Development of an immunogene targeting adult motor neurons
Motor neurons express the TrkC receptor, throughout life. Our collaborator Prof Uri Saragovi, University of Montreal, has produced 2B7, an antibody that internalizes and targets TrkC receptors as agonist. We have shown that labelled TrkC (2B7-Atto 488) given systemically label sensory neurons in the DRGs and motor neurons of the spinal cord. The 2B7-PEI-PEG –pGFP immunogene was shown to target motor neurons in pre-symptomatic SOD1G93A mice and GFP was expressed specifically by the motor neurons. This immunogene therefore has the potential to act at two sites to achieve significant therapeutic benefit.
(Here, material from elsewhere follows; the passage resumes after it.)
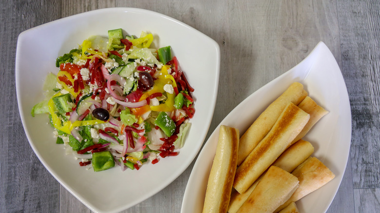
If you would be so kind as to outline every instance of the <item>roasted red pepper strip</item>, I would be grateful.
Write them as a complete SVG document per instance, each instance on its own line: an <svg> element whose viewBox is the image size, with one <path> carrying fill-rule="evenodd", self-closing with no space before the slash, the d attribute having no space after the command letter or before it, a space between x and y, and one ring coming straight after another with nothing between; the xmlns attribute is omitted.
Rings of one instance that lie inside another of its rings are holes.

3. A Biomarker for Motor Neuron Disease
There are no biochemical biomarkers for Motor Neuron Disease (MND), thus, finding a biological measure of the extent of this disease is critical. The American National Institute of Health defines a biomarker as ‘a characteristic that can be measured and evaluated as an indicator of normal biological processes, pathological processes or pharmalogical responses to therapeutic intervention’. An important step in finding effective treatments is to identify biomarkers that could aid in the detection and progression of disease, and more rapid translation of potential therapeutics from models to clinical trials. The neurotrophin receptor p75 (p75NTR) is highly expressed during development and is greatly reduced in different types of cells in adulthood. However, multiple studies have found that p75NTR is robustly induced by injury. Of particular interest, is that p75NTR has been found upregulated in the post-mortem spinal cord of persons with MND and the SOD1G93A mouse model of MND, and also in urine following sciatic nerve injury in rats. The aim of this study was to determine if p75NTR is detectable in the urine of the MND mouse model SOD1G93A and whether it could be used as a biomarker in the mouse model, allowing for more rapid translation of possible therapeutics to clinical trials. Behavioural testing showed that SOD1G93A mice (n=10) developed motor symptoms at 120 days of age reaching end-stage by 150 days. p75NTR was detectable in SOD1G93A mice urine as early as 60 days of age, increasing with age, but was not detectable in age-matched controls (n=10) until after 120 days. p75NTR has been identified as a possible biomarker for MND in the SOD1G93A mouse and on-going work is being undertaken to determine if it could be of use as a biomarker in human disease. Blood and urine samples from SOD1G93A mice and persons with MND will be tested for p75NTR by developing a more sensitive, quantitative ELISA assay.